Ernst Ludwig Kirchner’s Berlin Street Scene, a vivid vision of the claustrophobic, anxiety-inducing ebb and flow of urban life in 1913, was bought from Ms Halpin by art consultant Daniella Luxembourg on behalf of the Neue Galerie, New York.
Eat your heart out Graham.
Halpin’s grandmother had been forced to hand over the painting to the Nazis in 1936:
In an signed affidavit from 1958, she stated: “During the late evening hours, two agents of the secret police from Nuremberg, coerced me under threat to have the pictures in the Hess collection … returned to Germany immediately. Even though I understood fully that this threat could result in the complete loss of the entire collection, I had no choice other than to give into the pressure being exerted by this all-powerful agency of the government in the hope that my own life and that of my family would not be further jeopardised.”

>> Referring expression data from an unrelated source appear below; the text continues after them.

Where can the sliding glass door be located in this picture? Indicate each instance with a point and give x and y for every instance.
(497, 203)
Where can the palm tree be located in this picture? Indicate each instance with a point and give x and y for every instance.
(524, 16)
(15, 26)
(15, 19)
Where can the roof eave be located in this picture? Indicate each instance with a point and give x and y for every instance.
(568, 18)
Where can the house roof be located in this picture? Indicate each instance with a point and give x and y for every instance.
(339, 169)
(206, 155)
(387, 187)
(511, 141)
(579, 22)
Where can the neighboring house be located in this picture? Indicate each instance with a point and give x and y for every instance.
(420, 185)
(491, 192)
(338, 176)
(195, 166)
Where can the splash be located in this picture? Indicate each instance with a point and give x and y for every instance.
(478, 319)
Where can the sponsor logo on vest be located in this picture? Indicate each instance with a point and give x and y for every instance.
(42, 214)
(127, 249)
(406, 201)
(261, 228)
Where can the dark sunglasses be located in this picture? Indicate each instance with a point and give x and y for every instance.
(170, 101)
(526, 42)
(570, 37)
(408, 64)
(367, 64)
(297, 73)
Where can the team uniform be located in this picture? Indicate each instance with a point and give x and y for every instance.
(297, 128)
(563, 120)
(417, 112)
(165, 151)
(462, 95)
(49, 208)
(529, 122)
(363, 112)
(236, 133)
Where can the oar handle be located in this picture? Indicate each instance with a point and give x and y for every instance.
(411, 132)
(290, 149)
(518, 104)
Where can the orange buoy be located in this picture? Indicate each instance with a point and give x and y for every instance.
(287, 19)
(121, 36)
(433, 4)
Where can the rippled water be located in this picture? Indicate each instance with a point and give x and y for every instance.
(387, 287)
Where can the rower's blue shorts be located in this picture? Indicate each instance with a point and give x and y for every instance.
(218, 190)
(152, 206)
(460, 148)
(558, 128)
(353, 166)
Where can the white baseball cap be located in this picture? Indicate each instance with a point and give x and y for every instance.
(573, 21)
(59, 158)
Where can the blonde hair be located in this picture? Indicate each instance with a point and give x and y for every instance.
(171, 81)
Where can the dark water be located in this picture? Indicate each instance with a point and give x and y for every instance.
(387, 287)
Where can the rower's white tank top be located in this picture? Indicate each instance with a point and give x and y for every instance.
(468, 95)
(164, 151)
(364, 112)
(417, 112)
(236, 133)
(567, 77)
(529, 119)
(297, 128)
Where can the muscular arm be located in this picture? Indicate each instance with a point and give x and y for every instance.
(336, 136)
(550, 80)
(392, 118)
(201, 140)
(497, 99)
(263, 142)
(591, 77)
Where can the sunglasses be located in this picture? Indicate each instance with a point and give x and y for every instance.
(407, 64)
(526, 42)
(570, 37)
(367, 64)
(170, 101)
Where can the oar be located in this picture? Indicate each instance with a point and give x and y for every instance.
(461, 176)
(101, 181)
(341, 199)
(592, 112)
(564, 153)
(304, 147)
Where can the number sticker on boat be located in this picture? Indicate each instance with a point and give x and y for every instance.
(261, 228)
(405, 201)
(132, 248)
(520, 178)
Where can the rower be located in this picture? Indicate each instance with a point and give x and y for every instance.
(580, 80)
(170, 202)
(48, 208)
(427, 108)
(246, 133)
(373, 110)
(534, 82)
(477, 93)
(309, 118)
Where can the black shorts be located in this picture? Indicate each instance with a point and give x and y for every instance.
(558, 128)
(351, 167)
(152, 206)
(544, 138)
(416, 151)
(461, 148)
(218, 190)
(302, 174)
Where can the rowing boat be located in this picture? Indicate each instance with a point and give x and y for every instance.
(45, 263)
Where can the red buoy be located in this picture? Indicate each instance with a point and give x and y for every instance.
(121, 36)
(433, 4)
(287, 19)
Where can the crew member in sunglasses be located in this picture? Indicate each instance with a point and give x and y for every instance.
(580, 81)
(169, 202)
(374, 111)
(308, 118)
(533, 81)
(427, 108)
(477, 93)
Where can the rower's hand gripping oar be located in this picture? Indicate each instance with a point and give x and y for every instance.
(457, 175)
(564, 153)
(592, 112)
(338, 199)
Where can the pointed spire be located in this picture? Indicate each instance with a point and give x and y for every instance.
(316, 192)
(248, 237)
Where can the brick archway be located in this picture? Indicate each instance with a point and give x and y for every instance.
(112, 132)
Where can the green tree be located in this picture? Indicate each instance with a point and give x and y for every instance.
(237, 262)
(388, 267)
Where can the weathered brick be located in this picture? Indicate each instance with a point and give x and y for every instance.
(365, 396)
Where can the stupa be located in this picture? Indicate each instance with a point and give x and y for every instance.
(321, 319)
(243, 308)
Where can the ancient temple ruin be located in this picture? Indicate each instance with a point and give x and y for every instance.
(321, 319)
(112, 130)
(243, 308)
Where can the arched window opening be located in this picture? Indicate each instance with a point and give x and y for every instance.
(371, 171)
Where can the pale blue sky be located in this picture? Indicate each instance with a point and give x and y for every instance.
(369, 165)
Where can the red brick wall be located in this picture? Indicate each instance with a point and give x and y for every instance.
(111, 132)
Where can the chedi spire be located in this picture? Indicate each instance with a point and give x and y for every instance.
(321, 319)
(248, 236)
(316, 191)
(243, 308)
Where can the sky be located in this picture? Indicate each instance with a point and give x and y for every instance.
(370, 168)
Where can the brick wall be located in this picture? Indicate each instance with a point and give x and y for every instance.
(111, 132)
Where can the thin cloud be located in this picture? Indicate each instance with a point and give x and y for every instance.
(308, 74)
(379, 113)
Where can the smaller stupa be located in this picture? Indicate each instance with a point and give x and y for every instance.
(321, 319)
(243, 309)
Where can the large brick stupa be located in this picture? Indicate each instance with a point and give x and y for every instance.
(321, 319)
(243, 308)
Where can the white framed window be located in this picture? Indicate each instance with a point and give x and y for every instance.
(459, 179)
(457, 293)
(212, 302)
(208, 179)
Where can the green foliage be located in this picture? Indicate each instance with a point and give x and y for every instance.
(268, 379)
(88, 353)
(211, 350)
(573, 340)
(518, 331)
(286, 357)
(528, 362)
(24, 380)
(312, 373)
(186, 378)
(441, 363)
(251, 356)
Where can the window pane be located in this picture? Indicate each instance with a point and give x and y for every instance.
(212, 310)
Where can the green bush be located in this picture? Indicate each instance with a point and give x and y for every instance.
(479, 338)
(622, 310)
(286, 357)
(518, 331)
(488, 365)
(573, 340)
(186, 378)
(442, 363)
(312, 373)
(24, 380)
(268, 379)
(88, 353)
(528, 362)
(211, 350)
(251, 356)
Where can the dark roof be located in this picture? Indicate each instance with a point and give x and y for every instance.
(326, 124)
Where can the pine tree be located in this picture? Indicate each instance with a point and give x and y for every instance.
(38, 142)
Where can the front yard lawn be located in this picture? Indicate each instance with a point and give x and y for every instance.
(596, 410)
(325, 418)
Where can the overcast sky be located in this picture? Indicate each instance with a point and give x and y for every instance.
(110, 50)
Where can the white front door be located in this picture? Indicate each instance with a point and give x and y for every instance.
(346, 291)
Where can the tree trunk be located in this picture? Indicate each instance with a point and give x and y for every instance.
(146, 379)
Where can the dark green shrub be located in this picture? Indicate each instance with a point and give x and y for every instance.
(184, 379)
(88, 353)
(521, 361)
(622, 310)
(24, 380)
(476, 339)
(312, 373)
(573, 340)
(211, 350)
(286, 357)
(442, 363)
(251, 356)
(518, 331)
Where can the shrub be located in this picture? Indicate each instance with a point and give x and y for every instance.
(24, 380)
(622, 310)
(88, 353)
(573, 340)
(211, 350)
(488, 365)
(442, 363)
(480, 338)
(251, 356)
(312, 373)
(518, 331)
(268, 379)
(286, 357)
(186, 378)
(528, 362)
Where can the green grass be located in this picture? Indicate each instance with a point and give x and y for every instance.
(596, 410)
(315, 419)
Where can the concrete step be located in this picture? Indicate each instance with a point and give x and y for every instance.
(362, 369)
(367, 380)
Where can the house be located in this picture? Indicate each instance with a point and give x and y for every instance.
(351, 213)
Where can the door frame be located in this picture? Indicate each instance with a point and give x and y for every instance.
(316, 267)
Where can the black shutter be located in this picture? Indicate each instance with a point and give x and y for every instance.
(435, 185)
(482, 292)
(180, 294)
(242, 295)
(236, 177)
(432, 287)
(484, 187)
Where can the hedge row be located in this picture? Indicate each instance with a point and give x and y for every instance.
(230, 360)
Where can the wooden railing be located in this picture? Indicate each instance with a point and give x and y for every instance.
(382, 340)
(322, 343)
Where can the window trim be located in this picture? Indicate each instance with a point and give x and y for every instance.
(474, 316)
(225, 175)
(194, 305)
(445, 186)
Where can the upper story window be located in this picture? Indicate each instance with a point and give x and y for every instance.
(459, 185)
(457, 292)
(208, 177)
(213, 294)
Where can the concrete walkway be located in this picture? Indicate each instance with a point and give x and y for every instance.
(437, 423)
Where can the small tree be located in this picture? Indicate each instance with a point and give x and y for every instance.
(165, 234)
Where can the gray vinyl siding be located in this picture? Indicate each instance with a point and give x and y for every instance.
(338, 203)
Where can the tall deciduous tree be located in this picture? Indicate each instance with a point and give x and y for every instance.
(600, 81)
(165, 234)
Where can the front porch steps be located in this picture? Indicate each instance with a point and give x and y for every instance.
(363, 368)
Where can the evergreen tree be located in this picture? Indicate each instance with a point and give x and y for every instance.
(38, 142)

There was no indication from Ms Halpin’s Communist Party of Britain colleagues at their headquarters in Croydon yesterday as to how the proceeds from the sale of the Kirchner might be distributed.
Would readers hand over the proceeds to the comrades or arrive at the next party meeting in a diamond-studded cape?
Update: By eery coincidence Slate magazine has just asked various American commentators how they would give away a million Dollars.
Here’s the suggestion of the author of the highly recommended ‘Terror and Liberalism’:
If I had a million dollars, which I don’t, I would give it to a little cluster of political and intellectual projects in Britain whose purpose is to renovate the liberal left with new ideas. The people working on these projects are best known for having produced a document called the Euston Manifesto, which was composed in a bar near the Euston station of the London metro. (If these people had a million dollars, they wouldn’t have to compose their manifestos in bars—they would be able to rent a proper office for themselves.) Their online journal, Democratiya, has become, by my lights, the liveliest and most stimulating new intellectual journal on political themes in the English-speaking world—certainly the liveliest new thing to appear on the English-speaking left in a good long time. Their project Engage has rather bravely taken up the challenge of arguing against the slightly demented anti-Zionism that appears to have apparently overrun whole regions of British intellectual life. And people from the same group put out a couple of vigorous blogs as well: Harry’s Place and Normblog.
Thanks Paul. Keep buying these lottery tickets.